320 homosexual couples have gotten married in the federal district of Mexico City since the law was passed on Dec. 29, 2009.
Mexico City - In the last two weeks, Mexico's Supreme Court has taken two fundamental steps in recognising the rights of gays and lesbians. On Monday, it voted to uphold a Mexico City law that allows same-sex couples to adopt.

And on Aug. 5, the Court ruled that the law on same-sex marriages approved by the Mexico City legislative assembly was constitutional. Just five days later, on Aug. 10, it decided that any such marriage celebrated in the capital must be recognised in all of the country's 31 states.

"Our families are recognised today, and the arguments of the magistrates referred to the fundamental right of non-discrimination," activist Lol-Kin Castañeda told IPS. "That is an enormous triumph for democracy, and we will see it reflected in future generations."

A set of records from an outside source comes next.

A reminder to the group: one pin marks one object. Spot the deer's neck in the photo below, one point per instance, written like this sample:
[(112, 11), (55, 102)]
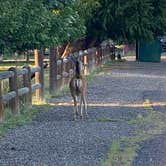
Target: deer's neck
[(77, 70)]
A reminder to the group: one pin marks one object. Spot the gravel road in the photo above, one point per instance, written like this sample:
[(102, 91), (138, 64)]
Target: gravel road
[(53, 139)]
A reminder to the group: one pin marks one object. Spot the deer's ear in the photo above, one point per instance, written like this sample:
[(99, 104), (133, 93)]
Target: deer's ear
[(72, 58)]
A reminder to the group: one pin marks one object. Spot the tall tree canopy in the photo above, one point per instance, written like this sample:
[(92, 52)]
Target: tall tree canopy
[(128, 20)]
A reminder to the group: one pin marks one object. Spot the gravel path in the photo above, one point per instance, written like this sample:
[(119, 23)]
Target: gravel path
[(53, 139)]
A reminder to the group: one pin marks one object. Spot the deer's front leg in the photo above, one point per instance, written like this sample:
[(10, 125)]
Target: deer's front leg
[(81, 106), (75, 108), (85, 105)]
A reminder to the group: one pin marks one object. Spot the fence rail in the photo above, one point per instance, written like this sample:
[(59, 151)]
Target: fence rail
[(60, 71), (13, 96)]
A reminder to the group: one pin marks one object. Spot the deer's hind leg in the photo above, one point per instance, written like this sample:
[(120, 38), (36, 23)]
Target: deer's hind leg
[(75, 107)]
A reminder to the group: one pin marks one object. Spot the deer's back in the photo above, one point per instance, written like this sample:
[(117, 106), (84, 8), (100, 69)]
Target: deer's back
[(77, 85)]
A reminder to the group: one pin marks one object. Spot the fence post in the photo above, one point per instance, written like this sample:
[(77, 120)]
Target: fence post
[(39, 76), (14, 103), (53, 71), (27, 83), (1, 103)]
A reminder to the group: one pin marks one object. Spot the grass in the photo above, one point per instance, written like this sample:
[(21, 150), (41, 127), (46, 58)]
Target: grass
[(26, 116), (124, 150)]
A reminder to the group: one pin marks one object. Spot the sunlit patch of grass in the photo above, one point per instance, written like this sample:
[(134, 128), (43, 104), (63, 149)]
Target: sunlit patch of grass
[(124, 150)]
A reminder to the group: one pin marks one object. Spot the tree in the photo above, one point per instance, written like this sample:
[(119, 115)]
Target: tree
[(128, 20)]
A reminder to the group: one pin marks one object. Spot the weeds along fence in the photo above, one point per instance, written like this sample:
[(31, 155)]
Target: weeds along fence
[(20, 85)]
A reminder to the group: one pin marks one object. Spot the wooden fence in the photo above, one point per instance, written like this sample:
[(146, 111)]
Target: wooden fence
[(15, 93), (63, 71)]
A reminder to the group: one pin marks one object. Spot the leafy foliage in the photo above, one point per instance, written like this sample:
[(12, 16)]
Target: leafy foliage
[(128, 20)]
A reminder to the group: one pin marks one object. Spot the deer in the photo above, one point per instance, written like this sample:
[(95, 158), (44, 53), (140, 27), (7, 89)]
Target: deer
[(77, 87)]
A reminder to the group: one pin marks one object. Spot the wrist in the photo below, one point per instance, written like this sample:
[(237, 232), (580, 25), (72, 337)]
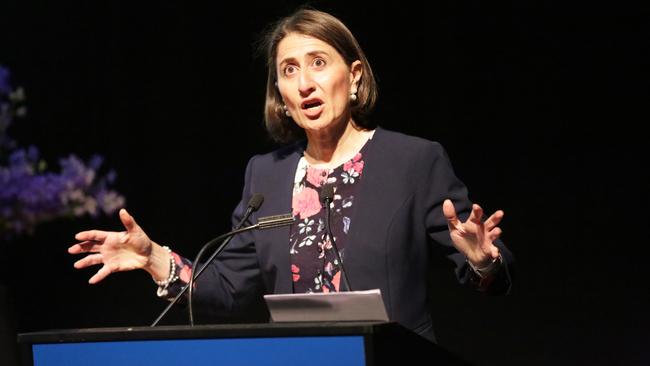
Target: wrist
[(486, 268), (158, 263)]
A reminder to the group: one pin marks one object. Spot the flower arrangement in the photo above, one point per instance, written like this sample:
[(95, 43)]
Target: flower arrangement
[(29, 192)]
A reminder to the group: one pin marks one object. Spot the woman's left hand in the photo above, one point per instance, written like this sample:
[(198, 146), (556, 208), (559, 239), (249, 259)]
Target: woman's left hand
[(474, 238)]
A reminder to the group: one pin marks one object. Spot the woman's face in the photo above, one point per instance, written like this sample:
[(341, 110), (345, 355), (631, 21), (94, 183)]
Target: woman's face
[(315, 82)]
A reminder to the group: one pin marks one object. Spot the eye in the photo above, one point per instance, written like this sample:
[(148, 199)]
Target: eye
[(319, 62)]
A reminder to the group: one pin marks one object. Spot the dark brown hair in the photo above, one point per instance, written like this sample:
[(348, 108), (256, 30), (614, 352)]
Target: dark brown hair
[(327, 28)]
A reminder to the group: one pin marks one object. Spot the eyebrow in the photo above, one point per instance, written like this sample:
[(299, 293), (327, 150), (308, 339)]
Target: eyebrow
[(310, 53)]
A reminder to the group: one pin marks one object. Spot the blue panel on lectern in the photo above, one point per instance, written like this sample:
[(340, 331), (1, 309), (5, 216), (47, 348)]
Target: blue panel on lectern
[(281, 351)]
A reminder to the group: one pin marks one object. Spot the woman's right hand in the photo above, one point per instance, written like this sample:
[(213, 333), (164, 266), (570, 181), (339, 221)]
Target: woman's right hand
[(118, 251)]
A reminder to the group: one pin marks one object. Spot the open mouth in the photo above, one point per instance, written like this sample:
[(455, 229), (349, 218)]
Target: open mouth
[(311, 104)]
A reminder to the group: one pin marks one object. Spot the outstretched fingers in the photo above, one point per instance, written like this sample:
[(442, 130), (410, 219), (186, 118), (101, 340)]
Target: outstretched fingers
[(476, 215), (92, 235), (101, 274), (493, 220), (128, 221), (88, 261), (450, 213), (88, 246)]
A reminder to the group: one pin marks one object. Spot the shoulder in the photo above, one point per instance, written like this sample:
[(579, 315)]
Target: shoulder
[(278, 157), (397, 144)]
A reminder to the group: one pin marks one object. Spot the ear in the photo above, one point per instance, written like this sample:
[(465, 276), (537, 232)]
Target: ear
[(356, 70)]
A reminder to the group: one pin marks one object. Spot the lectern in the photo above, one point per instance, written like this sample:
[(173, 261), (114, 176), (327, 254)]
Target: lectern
[(282, 344)]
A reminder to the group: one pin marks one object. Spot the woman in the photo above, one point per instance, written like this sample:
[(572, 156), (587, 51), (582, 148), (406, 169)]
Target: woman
[(395, 196)]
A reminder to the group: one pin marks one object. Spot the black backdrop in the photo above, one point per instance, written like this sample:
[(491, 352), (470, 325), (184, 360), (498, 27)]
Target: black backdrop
[(537, 103)]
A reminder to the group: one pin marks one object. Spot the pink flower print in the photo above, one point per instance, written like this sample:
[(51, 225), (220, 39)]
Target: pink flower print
[(336, 281), (316, 176), (306, 203), (354, 165), (294, 271)]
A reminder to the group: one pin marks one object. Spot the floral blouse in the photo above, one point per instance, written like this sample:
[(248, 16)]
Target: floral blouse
[(314, 264)]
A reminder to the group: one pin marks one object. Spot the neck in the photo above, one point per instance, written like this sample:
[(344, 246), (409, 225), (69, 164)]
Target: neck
[(332, 147)]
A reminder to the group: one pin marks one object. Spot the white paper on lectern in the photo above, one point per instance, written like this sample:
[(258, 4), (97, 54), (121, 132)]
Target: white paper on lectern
[(333, 306)]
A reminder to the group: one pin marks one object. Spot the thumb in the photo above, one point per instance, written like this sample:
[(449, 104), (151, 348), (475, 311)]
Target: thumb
[(127, 220)]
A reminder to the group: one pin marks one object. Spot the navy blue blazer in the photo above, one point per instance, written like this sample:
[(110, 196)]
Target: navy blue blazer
[(397, 219)]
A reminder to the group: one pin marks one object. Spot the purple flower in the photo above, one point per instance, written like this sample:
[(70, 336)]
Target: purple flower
[(30, 195), (5, 86)]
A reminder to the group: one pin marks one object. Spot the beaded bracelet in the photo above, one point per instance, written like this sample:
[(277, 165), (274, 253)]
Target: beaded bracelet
[(172, 271)]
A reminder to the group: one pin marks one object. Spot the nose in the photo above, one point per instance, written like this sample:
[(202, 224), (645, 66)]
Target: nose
[(306, 84)]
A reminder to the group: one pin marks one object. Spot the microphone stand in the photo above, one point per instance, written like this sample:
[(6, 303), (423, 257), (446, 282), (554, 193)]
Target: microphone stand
[(263, 223)]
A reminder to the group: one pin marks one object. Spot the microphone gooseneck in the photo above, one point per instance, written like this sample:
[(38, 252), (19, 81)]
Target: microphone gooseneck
[(254, 204), (327, 197)]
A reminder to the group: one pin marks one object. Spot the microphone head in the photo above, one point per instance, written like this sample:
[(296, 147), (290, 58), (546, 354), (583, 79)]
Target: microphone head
[(256, 201), (327, 194)]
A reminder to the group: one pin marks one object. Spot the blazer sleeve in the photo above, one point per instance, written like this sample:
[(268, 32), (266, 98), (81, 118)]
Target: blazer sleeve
[(439, 184), (232, 284)]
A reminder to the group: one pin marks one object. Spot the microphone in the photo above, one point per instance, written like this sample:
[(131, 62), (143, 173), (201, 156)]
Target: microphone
[(326, 197), (254, 204)]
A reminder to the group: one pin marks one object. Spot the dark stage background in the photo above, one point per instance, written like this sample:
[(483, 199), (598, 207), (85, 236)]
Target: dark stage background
[(537, 103)]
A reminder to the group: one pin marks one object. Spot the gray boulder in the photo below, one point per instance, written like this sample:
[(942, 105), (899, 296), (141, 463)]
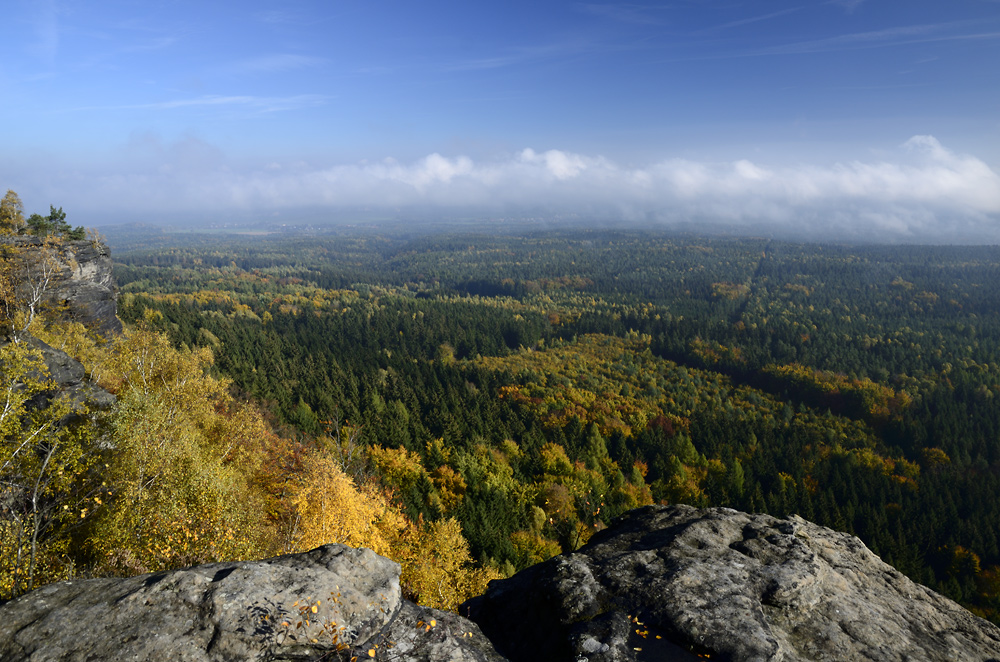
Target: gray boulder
[(668, 582), (82, 283), (333, 603)]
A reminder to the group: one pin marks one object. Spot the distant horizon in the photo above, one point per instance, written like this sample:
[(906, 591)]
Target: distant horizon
[(845, 117), (471, 226)]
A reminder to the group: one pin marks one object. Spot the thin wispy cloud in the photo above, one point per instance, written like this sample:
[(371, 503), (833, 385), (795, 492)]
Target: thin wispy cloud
[(896, 36), (625, 13), (259, 104), (46, 44), (754, 19), (269, 64)]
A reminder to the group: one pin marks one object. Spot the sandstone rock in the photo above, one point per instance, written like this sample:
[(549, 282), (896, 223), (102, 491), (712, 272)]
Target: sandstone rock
[(728, 585), (83, 282), (69, 377), (240, 611)]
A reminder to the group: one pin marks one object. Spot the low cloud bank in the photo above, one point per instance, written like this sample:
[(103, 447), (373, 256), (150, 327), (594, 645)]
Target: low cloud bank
[(924, 193)]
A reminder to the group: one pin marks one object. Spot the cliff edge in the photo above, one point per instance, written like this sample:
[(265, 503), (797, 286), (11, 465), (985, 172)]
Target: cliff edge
[(81, 282), (669, 582), (662, 583)]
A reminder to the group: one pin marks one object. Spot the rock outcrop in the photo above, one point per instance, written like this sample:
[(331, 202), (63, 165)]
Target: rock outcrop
[(333, 603), (82, 281), (664, 580)]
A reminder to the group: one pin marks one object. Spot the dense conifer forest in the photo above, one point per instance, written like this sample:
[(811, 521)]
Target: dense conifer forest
[(532, 386), (470, 404)]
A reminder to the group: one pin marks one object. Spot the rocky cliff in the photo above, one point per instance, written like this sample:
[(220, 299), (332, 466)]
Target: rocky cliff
[(333, 603), (726, 585), (81, 282), (662, 583)]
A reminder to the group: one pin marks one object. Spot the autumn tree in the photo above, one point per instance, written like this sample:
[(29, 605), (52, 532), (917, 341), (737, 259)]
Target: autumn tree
[(11, 214)]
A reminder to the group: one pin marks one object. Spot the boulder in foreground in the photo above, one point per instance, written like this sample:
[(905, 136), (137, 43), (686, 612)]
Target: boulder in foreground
[(333, 603), (666, 582)]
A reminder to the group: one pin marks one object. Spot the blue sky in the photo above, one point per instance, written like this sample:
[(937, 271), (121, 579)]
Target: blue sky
[(873, 116)]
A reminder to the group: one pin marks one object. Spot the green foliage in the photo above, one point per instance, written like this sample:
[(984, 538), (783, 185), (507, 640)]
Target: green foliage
[(537, 385)]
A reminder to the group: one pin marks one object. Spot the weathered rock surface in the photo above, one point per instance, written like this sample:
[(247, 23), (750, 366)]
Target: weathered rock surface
[(82, 281), (240, 611), (730, 585), (69, 377)]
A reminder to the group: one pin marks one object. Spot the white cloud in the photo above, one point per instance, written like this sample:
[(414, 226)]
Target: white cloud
[(926, 192)]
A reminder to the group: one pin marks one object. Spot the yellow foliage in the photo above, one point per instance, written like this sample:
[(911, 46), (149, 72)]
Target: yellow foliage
[(437, 569), (331, 508)]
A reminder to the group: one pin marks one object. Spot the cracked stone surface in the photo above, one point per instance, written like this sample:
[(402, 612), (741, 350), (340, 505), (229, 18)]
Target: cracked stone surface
[(240, 611), (665, 581)]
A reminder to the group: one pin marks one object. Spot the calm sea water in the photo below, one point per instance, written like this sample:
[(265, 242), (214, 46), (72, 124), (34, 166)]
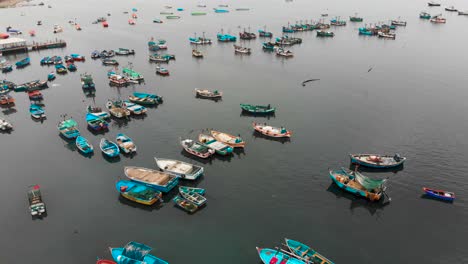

Ella and Judith Vázquez make up one of the 320 homosexual couples who have gotten married in the federal district of Mexico City since the law was passed on Dec. 29, 2009.

The legislation forms part of a series of progressive laws passed by the leftwing government of the federal district, which have also included the legalisation of abortion, in line with a similar trend seen in other countries of the region. Argentina, for example, became the first Latin American nation to legalise same-sex marriage, last month.

But the laws passed in the capital have been the target of a major counter-offensive by the powerful Catholic Church and President Felipe Calderón's conservative governing National Action Party (PAN).

Attorney general Arturo Chávez filed a challenge in the Supreme Court in January against the law on homosexual adoptions, arguing that it violated constitutional precepts that protect the family and the higher interest of minors. He was joined in the challenge by the governors of the states of Baja California, which borders the United States, and Jalisco, on the Pacific ocean, both of whom belong to the PAN.

"Yes it is a problem to have a federal government opposed to the human rights agenda, but fortunately the Court has acted with integrity on these issues," Mexico City legislator David Razu, one of the driving forces behind the law on same-sex marriage, told IPS. According to the National Centre for the Prevention and Control of HIV/AIDS, people who identify as gays, lesbians or bisexuals make up five percent of Mexico's population of 107 million.

Supreme Court magistrate Sergio Valls, who wrote up Monday's ruling, said that refusing homosexuals the possibility to marry and adopt children "would be to constitutionalise discrimination, whatever the kind or origin, ignoring the existence of families with same-sex parents, or pretending they don't exist."

In their majority opinion, nine of the 11 Supreme Court magistrates thus ruled that the higher interest of children is protected when they receive love, affection, education, economic resources and attention, and that homosexuals are as fit to be parents as heterosexuals.

There are no elements to raise a reasonable doubt that the higher interest of children is jeopardised, Valls stated.

But the legislative advances have not been fully applied or enforced.

The Mexico City legislative assembly documented six cases in which the social security institutions refused services to married same-sex couples.

"We have already communicated with the institutions, and the response, after a four-month wait, was that they cannot provide the services," Castañeda said.

In surveys, over half of the respondents have expressed support for same-sex marriage, but not for adoption by gay or lesbian couples.

"Human rights do not depend on popularity, because the arguments set forth do not hurt anyone else's rights," Razu said.

"You can't consult the public about a fundamental right, and in this case there are many fundamental rights involved: the right to non-discrimination, to free association, to marriage, to freedom of expression - rights that cannot be subject to a referendum."

Castañeda commented that the community of gays and lesbians is confident that the Supreme Court verdict will make it possible to extend the rights established in the capital to other states.

"What we are pushing for is equal rights for homosexuals and heterosexuals," the activist said. "These are not new rights, nor are they exceptions; it's simply a question of being treated as equals."

But the fierce opposition mounted by the Church indicates that it will be an uphill battle.

Before Monday's Supreme Court session, cardinal Juan Sandoval Íñiguez, the archbishop of Guadalajara and the second-highest ranking Catholic Church figure in Mexico, alleged that the magistrates had taken money.

"I have no doubt that the judges have been paid off by (Mexico City Mayor) Marcelo Ebrard and by international bodies," he told journalists. "The law on adoptions is an aberration…How would you like to be adopted by a couple of fags or lesbians?"